Claims that free TV licences for over-75s could be means-tested have been criticised.
SDLP election candidate Margaret Ritchie hit out at suggestions the BBC could withhold the benefit from wealthier pensioners.
If pushed through, millions of over-75s could lose out.
The Sunday Times reported that supporters of the BBC, including Lord Bragg and Lord Puttnam, urged the BBC to means-test the perk, worth £147 a year.
The corporation is due to take over responsibility from the Government in 2020 for funding free licences.
Some within the BBC believe Theresa May's decision to means-test winter fuel payments has set a standard for cuts to pensioner benefits. But the proposals have been criticised by South Down candidate Ms Ritchie.
She said: "The SDLP has been warning that part of Theresa's May rationale for calling this election is to free herself from the commitment not to make further welfare cuts 'in this parliament'.
"The next parliament is not 2020: it is now. Her plans to cut the winter fuel payment sets a precedent, as we see with reports that the BBC may begin to means-test free TV licences for the over-75s.
"Many over-75s rely on the free TV licence.
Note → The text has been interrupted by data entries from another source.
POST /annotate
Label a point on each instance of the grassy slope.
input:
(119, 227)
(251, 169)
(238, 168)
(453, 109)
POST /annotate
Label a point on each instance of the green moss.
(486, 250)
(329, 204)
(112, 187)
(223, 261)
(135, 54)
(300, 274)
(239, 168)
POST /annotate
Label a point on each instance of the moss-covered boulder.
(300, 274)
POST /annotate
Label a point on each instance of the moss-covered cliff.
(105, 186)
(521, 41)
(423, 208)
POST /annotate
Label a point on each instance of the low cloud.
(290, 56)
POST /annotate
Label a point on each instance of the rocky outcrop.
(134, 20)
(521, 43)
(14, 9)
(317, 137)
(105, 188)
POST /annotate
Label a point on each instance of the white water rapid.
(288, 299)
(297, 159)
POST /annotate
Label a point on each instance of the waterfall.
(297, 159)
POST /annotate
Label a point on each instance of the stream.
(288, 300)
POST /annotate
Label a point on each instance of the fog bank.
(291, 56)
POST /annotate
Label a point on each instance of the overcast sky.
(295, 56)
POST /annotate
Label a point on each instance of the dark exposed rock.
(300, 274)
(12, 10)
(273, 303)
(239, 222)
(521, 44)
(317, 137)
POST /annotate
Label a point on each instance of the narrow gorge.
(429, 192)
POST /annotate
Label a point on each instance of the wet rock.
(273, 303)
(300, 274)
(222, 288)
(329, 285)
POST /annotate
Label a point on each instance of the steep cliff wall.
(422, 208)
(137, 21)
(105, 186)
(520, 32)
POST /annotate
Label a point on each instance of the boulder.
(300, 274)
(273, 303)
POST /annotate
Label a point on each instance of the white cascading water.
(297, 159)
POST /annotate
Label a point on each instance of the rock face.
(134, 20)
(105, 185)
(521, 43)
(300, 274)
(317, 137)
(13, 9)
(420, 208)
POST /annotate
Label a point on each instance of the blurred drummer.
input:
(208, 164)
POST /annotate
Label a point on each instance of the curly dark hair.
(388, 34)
Particularly for those with mobility or health problems who spend a lot of their time at home, television can provide a much needed link to local news, entertainment and popular culture.
"The control over free TV licences will transfer to the BBC in 2020, which itself was a cynical move by the Tories to free themselves of funding this benefit for pensioners.
"If re-elected as MP for South Down, I will take my seat and look at options to amend the Digital Economy Act to ensure our pensioners are not subject to a means-test and the associated administrative burdens this entails."
The BBC said: "As part of the licence fee agreement with the Government - which they have confirmed still stands - the BBC will take on responsibility for over-75s.
"The Digital Economy Act transfers control over free TV licences to the BBC in June 2020. As we have said many times before, the BBC has no plans to make any changes to the current over-75s policy."
Currently, one in six households - around 4.36 million - receives a free TV licence because someone is aged over 75, regardless of income. It cost the taxpayer £622m in 2015/16 - almost as much as the entire cost of national and local BBC radio.